The labrum is the cup-shaped rim of cartilage that lines and reinforces a ball-and-socket joint. In the shoulder, this joint is composed of the glenoid – the shallow shoulder socket – and the head (or ball) of the upper arm bone known as the humerus. The labrum is the attachment site for the ligaments and supports the ball and socket joint along with the rotator cuff tendons and muscles. It contributes to shoulder stability. A torn glenoid labrum can lead to partial or complete shoulder dislocation.
The two most common types of labral injuries are SLAP (superior labrum from anterior to posterior) tears and Bankart tears (also known as Bankart lesions). SLAP tears occur at the front of the upper arm where the biceps tendon connects to the shoulder. Bankart tears, on the other hand, typically occur with shoulder dislocation in younger patients; the head of the humerus either shifts toward the front of the body, leading to “anterior instability,” or the back of the body, called “posterior instability.”

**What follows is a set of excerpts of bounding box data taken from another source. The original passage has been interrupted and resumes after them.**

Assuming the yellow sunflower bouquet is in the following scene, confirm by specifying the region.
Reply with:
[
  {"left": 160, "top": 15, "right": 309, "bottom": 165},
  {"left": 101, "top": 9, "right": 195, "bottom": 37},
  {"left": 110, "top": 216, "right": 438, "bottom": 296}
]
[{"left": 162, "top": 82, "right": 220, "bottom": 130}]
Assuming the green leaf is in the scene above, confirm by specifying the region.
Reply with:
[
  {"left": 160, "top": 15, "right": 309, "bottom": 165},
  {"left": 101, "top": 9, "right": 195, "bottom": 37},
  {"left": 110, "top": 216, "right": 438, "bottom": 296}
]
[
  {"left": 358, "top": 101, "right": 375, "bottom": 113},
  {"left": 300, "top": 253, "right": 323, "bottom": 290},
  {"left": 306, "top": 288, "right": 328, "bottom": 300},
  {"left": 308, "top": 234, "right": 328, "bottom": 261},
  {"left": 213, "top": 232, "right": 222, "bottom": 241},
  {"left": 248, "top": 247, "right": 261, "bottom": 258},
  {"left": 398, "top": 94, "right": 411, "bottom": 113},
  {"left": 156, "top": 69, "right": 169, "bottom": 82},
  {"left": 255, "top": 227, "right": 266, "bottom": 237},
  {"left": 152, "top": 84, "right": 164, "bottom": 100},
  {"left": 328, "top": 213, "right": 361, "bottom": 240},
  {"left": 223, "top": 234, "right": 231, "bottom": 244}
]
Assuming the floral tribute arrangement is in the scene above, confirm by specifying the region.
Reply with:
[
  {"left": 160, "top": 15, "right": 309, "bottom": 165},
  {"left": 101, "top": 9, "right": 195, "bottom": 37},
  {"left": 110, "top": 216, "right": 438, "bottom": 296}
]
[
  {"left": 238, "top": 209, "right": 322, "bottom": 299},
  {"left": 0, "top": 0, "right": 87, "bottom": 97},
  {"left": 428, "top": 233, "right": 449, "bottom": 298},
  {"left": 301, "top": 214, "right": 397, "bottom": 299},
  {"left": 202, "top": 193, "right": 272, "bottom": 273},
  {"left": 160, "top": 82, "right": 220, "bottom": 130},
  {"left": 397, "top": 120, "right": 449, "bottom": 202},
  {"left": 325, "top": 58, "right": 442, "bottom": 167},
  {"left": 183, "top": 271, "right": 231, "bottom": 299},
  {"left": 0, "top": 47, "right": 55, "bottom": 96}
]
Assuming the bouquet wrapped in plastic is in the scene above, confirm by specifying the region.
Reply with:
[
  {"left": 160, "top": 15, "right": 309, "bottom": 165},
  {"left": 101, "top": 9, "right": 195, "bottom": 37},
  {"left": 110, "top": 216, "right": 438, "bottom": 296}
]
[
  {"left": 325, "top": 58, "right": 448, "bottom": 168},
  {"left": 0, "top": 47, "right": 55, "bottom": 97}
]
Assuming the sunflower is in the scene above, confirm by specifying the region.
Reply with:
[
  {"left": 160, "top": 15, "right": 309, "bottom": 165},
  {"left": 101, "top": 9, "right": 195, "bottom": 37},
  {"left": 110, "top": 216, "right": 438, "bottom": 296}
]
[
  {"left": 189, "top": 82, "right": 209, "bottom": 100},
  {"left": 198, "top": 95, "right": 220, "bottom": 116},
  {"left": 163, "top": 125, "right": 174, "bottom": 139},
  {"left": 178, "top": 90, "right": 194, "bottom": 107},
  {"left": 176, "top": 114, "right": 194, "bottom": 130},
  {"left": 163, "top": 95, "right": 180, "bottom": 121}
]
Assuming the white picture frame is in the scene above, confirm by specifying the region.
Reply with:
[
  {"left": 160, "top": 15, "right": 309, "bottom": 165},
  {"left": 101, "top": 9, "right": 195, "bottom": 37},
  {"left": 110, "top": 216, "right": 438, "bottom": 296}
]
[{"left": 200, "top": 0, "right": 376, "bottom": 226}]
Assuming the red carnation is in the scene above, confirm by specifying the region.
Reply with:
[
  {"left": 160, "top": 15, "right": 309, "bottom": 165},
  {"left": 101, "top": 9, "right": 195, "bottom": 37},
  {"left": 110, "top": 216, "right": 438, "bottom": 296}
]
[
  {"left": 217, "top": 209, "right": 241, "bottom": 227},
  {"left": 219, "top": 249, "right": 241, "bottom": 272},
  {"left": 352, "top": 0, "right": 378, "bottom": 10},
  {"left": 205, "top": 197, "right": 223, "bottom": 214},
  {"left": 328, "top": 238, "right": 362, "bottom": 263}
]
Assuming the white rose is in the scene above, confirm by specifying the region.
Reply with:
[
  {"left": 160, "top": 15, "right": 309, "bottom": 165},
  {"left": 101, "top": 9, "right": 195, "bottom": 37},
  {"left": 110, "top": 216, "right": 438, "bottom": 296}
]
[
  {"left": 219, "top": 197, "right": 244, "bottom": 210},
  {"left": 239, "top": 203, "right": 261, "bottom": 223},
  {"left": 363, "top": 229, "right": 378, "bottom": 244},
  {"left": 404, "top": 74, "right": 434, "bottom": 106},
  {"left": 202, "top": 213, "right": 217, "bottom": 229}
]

Both types of torn laburm are usually accompanied by aching pain and difficulty performing normal shoulder movements. With Bankart tears in particular, patients may feel apprehension that the shoulder may slip out of place or dislocate in certain positions. Patients with SLAP tears may experience pain at the front of the shoulder near the biceps tendon.
Unfortunately, shoulder labral tears are hard to prevent, especially in athletes, because the force of the overhead motion contributes to the injury. Although athletes are most prone to labral tears, people who experience a traumatic event – such as falling down a flight of stairs – are also at risk, particularly older adults whose cartilage becomes more brittle with age.